In this article, we will cover our notion of the parallel Web. This term refers to the techniques that help content publishers represent data on the Web with two or more addresses. For example, one address might hold a human-consumable format and another a machine-consumable format. Additionally, we include within the notion of the parallel Web those cases where alternate representations of the same data or resource are made available at the same location, but are selected through the HTTP protocol (see Resources for links to this and other material).
HTTP and HTML are two core technologies that enable the World Wide Web, and the specifications of each contain a popular technique that enables the discovery and negotiation of alternate content representations. Content negotiation is available through the HTTP protocol, the mechanism that allows user agents and proxies/gateways on the Internet to exchange hypermedia. This technique might be mapped mostly to a scenario where alternate representations are found at the same Web address. In HTML pages, the link element indicates a separate location containing an alternate representation of the page. In the remainder of this article, we’ll look at some of the history behind these two techniques, examine their current deployment and usage today, explain how they might be applied to help solve the MissMASH example scenario, and evaluate the strengths, weaknesses, and appropriate use cases for both.
Content negotiation as a phrase did not appear until the completion of the HTTP/1.1 specification, but the core of its functionality was defined in the HTTP/1.0 specification (see Resources for links to both) — albeit in a rather underspecified format. The HTTP/1.0 specification provided implementors with a small set of miscellaneous headers: Accept, Accept-Charset, Accept-Encoding, Accept-Language, and Content-Language. (We will go into more technical detail of these headers and their usage in the next section of this article.)

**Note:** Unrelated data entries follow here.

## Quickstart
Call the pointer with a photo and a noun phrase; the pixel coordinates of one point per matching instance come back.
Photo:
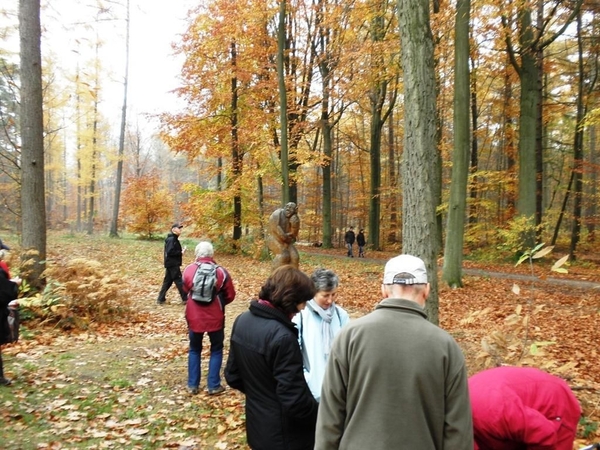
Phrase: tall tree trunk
(420, 166)
(592, 204)
(377, 96)
(578, 148)
(529, 101)
(325, 64)
(236, 157)
(393, 180)
(33, 208)
(453, 254)
(375, 160)
(285, 178)
(114, 224)
(472, 216)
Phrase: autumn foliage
(147, 204)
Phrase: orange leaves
(147, 204)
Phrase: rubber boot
(3, 381)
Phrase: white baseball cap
(405, 269)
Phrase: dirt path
(125, 387)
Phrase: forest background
(313, 102)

Historically, it is important to note that in its original form, the content negotiation mechanism left it completely up to the server to choose the best representation from all of the combinations available given by the choices sent by the user agent. In the next (and current) version of content negotiation, which arrived with HTTP/1.1, the specification introduced choices with respect to who makes the final decision on the alternate representation’s format, language, and encoding. The specification mentions server-driven, agent-driven, and transparent negotiation.

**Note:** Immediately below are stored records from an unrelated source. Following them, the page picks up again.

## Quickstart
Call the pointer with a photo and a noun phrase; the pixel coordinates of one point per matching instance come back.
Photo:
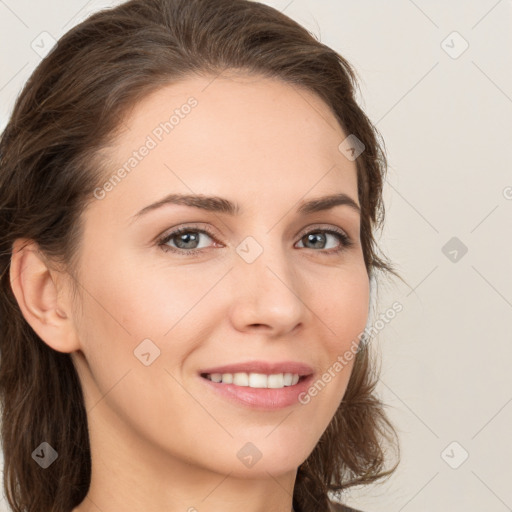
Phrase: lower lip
(261, 398)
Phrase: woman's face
(253, 286)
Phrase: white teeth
(256, 380)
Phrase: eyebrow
(221, 205)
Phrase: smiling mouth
(256, 380)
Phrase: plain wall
(445, 116)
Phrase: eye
(319, 237)
(186, 240)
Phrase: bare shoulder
(337, 507)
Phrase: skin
(160, 439)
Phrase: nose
(268, 294)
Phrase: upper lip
(265, 367)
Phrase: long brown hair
(50, 163)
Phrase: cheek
(342, 308)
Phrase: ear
(36, 287)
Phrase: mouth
(260, 392)
(256, 380)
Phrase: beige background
(446, 118)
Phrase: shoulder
(337, 507)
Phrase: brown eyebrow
(222, 205)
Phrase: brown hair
(71, 107)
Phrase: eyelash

Server-driven negotiation is very similar to the original content negotiation specification, with some improvements. Agent-driven negotiation is new and allows the user agent (possibly with help from the user) to choose the best representation out of a list supplied by the server. This option suffers from underspecification and the need to issue multiple HTTP requests to the server to obtain a resource; as such, it really hasn’t taken off in current deployments. Lastly, transparent negotiation is a hybrid of the first two types, but is completely undefined and hence is also not used on the Web today.
Amidst this sea of underspecification, however, HTTP/1.1 introduced quality values: floating point numbers between 0 and 1 that indicate the user agent’s preference for a given parameter. For example, the user agent might use quality values to indicate to the server its user’s fluency level in several languages. The server could then use that information along with the faithfulness of its alternate language representations to choose the best translation for that request and deliver it as per server-driven content negotiation.
The examples you’ve seen of content negotiation so far have highlighted its uses to serve the heterogeneous mix of people accessing the World Wide Web. But just as diverse humans can use content negotiation to retrieve Web content in a useful fashion, so also can diverse software programs request content in machine-readable formats to further their utility on the Web. You will see how to use content negotiation to further a meaningful Web for humans and machines later in this article.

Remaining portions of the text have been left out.